On October 25, 1864, the Western Union telegraph line reaches Seattle. To celebrate, a cannon is fired and a flag is hoisted. At 4 p.m. on the following day, the first dispatches are received from the East Coast. The Seattle Gazette (a weekly newspaper) publishes an extra edition, reporting Civil War news and other news from the East Coast dated October 24, 1864.
The Communications Revolution
The telegraph suddenly and for the first time, made the world much smaller. Maury Klein writes, "Before 1840 news moved in the same ways it had since antiquity: a message could travel no faster than the messenger who carried it. Then a stunning new technology revolutionized the flow of information by transmitting it almost instantly."

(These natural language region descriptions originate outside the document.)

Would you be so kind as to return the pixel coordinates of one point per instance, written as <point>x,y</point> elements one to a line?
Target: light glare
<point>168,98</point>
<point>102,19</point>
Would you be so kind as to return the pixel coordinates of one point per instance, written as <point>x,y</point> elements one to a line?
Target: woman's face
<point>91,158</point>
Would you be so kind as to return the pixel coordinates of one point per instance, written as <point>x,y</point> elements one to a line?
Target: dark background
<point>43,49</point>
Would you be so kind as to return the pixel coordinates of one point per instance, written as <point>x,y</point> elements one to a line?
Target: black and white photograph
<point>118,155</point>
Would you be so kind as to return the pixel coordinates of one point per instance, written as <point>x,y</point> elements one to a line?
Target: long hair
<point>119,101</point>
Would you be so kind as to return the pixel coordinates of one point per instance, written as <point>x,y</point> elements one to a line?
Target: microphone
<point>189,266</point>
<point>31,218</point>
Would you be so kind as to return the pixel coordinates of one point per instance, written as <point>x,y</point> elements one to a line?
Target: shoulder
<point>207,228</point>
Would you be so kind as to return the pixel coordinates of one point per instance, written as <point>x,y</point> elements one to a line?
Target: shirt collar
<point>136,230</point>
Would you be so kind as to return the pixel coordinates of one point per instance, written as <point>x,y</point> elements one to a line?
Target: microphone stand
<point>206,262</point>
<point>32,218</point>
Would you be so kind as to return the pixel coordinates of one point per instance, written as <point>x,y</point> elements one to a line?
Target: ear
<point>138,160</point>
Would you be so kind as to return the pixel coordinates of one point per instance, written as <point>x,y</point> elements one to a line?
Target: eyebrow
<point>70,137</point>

Samuel F. B. Morse (1791-1873) was the chief inventor of the telegraph. Telegraph messages were sent along wires strung along railroad tracks. They were sent in the form of Morse Code, a system of short and long sounds that represented letters of the alphabet. Morse gave the telegraph its first public demonstration in 1844. It was another 20 years before the country was wired from the East Coast all the way to Seattle.
Sources:
Clarence B. Bagley, "Pioneer Papers of Puget Sound" The Quarterly of the Oregon Historical Society, Vol. 4, No. 4 (1903), 377; J[ames] Willis Sayre, This City of Ours (Seattle: J. W. Sayre, 1936), 112; Maury Klein, The Flowering of the Third America: The Making of an Organizational Society (Chicago: Ivan R. Dee, 1993), 23.